Kemudian ada pula hubungan antara linguistic, psikologi, logika dan filsafat,
tampak pula adanya filsafat linguistic.
Batas-batas
pendekatan seorang linguis, filsuf, psikolog, dan orang yang bergerak dalam
bidang logika dalam semantic susah untuk dijelaskan.
Semantic
sebagai ilmu, memelajari pemaknaan dalam bahasa dan terbatas pada pengalaman
manusia. Jadi, secara ontologism semantic membatasi masalah pada pengalaman
yang dikajinya hanya pada persoalan yang terdapat didalam ruang lingkup
jangkauan pengalaman manusia. Selain itu semantic membicarakan apa yang
ditandai. Hal tersebut dikemukakan oleh Morris (1946) dalam bukunya berjudul
signa, language dan behavior.
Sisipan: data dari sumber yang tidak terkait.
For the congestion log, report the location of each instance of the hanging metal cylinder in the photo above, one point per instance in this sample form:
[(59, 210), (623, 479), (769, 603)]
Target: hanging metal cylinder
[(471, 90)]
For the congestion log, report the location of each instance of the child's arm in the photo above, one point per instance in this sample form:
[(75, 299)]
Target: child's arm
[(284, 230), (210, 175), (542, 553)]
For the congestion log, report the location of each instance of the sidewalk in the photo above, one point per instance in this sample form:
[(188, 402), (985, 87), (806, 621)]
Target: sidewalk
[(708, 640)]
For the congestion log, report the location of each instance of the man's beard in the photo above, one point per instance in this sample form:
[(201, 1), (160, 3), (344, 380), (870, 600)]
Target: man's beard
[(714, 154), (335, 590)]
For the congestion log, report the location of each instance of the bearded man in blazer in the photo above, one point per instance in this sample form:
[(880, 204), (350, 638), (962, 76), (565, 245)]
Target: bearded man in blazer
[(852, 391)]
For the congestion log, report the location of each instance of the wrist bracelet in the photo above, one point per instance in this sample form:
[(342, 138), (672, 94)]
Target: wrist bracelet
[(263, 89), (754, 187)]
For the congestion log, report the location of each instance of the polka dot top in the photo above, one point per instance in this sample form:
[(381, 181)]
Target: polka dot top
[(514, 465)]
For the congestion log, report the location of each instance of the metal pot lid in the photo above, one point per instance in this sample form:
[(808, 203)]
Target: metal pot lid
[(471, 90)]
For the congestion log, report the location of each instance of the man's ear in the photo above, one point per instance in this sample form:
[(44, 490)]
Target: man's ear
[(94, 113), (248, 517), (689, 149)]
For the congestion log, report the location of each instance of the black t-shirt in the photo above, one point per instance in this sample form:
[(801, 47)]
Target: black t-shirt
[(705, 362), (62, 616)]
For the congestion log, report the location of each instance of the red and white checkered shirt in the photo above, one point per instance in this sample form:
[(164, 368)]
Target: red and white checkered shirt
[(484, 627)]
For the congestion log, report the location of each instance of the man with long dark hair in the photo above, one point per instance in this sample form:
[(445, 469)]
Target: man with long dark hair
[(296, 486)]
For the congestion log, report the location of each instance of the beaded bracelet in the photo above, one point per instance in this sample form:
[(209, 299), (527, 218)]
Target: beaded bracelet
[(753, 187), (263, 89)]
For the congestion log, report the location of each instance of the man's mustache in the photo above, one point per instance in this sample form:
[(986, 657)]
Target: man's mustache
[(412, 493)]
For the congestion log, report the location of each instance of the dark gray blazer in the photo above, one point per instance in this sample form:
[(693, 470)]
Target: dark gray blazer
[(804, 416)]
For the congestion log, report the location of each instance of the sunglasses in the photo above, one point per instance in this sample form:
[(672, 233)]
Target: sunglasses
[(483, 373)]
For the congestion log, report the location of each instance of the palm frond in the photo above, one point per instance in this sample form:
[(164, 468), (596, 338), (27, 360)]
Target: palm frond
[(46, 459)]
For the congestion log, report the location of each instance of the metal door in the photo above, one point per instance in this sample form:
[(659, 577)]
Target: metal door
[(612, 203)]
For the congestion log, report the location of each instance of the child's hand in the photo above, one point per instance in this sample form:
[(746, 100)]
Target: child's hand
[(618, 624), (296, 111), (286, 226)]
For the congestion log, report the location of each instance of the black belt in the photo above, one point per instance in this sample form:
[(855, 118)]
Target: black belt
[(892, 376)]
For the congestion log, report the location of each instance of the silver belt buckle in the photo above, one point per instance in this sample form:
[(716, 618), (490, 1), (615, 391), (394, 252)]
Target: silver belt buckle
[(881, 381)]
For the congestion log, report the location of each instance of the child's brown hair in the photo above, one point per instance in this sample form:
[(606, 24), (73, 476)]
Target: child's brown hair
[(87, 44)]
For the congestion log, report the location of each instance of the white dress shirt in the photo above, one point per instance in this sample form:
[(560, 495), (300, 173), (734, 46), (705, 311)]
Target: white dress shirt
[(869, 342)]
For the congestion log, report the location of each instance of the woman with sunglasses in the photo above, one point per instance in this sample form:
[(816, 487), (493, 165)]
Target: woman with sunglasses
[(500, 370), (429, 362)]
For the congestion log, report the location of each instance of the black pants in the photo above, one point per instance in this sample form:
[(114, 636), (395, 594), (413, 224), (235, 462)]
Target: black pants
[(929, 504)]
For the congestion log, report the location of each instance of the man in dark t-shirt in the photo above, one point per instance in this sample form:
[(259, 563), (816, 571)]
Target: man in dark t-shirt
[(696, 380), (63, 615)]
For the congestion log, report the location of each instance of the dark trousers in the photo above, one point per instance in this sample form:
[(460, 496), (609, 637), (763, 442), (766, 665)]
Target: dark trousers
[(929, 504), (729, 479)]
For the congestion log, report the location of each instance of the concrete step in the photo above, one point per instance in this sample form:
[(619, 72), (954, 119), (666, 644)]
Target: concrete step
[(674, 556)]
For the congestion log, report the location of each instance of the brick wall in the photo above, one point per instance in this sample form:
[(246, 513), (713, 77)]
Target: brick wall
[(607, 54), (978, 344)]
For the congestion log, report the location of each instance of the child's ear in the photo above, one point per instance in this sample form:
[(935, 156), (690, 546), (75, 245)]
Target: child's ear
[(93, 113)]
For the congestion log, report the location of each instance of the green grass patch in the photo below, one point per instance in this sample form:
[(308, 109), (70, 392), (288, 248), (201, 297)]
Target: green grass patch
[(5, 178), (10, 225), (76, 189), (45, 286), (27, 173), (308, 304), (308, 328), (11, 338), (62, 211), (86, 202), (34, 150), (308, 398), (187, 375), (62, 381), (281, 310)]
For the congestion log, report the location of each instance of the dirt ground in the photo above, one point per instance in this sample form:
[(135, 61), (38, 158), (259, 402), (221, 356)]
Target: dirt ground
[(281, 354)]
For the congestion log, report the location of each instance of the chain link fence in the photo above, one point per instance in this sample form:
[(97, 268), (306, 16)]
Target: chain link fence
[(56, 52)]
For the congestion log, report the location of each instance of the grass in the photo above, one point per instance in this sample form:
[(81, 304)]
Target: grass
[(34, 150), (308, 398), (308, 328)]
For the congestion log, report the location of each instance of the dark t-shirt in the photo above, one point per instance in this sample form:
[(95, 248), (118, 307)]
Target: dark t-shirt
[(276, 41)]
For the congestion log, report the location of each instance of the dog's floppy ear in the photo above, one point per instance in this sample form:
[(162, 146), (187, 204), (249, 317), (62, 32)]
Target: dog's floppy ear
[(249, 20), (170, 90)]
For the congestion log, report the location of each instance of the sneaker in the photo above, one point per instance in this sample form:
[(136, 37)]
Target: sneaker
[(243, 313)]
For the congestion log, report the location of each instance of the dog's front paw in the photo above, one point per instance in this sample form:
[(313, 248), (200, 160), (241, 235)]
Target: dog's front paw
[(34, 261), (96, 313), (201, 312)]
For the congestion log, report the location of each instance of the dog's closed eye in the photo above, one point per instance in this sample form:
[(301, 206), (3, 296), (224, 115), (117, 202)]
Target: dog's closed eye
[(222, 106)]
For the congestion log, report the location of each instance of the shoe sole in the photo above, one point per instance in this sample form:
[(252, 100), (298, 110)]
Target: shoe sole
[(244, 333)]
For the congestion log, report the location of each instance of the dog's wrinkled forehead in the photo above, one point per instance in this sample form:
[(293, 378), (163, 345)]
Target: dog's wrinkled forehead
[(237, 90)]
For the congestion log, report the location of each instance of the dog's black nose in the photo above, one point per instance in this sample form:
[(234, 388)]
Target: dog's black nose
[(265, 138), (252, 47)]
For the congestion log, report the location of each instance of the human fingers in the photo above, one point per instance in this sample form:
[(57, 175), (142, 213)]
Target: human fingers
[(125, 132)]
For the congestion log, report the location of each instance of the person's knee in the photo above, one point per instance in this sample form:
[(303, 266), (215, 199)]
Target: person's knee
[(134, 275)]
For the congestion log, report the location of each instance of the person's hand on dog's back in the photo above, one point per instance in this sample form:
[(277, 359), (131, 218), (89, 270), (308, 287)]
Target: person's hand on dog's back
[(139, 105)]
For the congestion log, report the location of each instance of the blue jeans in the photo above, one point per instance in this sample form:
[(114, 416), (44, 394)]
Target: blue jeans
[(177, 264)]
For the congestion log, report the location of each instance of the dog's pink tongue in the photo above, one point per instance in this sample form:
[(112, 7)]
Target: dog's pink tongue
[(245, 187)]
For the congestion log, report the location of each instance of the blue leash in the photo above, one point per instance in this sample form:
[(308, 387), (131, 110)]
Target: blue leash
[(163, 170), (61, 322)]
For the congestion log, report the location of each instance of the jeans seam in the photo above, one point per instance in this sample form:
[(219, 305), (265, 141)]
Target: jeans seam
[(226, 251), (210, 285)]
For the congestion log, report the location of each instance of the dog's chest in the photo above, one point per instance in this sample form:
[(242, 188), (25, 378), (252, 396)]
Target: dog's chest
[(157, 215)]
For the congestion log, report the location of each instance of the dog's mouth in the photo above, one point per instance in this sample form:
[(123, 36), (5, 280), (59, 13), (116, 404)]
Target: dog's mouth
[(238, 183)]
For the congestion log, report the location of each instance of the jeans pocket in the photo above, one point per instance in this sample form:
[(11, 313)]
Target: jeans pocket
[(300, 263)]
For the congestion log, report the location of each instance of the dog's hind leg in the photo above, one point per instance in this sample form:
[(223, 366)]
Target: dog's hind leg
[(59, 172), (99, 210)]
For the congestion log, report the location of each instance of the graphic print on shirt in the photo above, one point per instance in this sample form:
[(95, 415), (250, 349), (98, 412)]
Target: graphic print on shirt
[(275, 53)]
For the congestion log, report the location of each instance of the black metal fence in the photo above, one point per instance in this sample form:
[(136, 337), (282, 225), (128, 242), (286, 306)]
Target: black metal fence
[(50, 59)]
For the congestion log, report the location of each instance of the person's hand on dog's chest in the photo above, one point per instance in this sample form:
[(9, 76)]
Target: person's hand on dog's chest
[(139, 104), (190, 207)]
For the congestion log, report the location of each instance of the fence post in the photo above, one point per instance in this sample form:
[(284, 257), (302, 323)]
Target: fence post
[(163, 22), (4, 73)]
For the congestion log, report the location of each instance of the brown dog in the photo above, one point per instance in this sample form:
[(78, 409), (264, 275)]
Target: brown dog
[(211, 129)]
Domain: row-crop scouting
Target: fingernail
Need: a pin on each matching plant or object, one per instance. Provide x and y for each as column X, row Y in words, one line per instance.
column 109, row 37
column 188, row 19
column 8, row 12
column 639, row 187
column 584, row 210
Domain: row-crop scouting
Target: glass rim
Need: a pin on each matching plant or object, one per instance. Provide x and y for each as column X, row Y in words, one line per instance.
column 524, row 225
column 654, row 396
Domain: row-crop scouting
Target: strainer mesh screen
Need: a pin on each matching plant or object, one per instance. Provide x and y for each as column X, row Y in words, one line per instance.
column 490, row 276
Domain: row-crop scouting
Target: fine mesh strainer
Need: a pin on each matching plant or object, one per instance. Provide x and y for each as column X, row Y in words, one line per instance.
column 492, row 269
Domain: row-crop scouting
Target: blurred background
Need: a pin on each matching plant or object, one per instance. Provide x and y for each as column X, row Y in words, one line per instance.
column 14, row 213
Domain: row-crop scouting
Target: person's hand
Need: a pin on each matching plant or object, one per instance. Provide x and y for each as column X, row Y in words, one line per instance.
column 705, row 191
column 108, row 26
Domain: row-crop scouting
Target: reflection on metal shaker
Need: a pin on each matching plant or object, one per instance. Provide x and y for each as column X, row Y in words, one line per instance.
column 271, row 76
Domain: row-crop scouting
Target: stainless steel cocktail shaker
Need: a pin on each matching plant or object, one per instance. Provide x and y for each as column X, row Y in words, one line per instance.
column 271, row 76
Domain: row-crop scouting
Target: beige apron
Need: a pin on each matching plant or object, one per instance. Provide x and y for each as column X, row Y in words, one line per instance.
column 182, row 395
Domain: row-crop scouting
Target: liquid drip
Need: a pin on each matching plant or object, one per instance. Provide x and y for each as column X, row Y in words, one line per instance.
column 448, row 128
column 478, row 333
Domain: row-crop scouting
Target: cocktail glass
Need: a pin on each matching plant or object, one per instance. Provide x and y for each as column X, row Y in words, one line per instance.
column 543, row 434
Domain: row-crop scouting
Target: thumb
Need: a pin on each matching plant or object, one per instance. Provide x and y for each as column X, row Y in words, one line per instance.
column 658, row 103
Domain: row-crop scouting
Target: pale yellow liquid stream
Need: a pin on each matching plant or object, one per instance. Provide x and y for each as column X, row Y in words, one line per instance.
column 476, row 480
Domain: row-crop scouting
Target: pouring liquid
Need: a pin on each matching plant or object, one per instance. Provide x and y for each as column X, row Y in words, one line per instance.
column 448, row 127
Jadi jika seekor anjing bereaksi berharap adanya
makanan apabila mendengar bel, maka bel tersebut sebagai penanda adanya
makanan.
Sifat
kemajemukan bahasa sering menimbulkan kekacauan semantic, misalnya dua oarng
sedang berkomunikasi menggunakan kata yang sama untuk pengertian yang berbeda,
atau sebaliknya. Namun kekacauan semantic dapat dihindari dengan prinsip
kooperatif. Namun Kempson (1997:6) prinsip kooperatif berhubungan dengan
kuantitas kata, kuantitas pembicaraan, hubungan pembicaraan dan penyampaian
yang jelas.
Kesimpulan
Bahasa merupakan
alat komunikasi manusia yang tidak terlepas dari arti atau makna pada setiap
perkataan yang diucapkan. Semantik merupakan salah satu cabang ilmu yang
dipelajari dalam studi linguistik. Dalam semantik kita mengenal yang disebut
klasifikasi makna, relasi makna, erubahan makna, analisis makna, dan makna
pemakaian bahasa. Semantik adalah subdisiplin linguistik yang membicarakan
makna yaitu makna kata dan makna kalimat.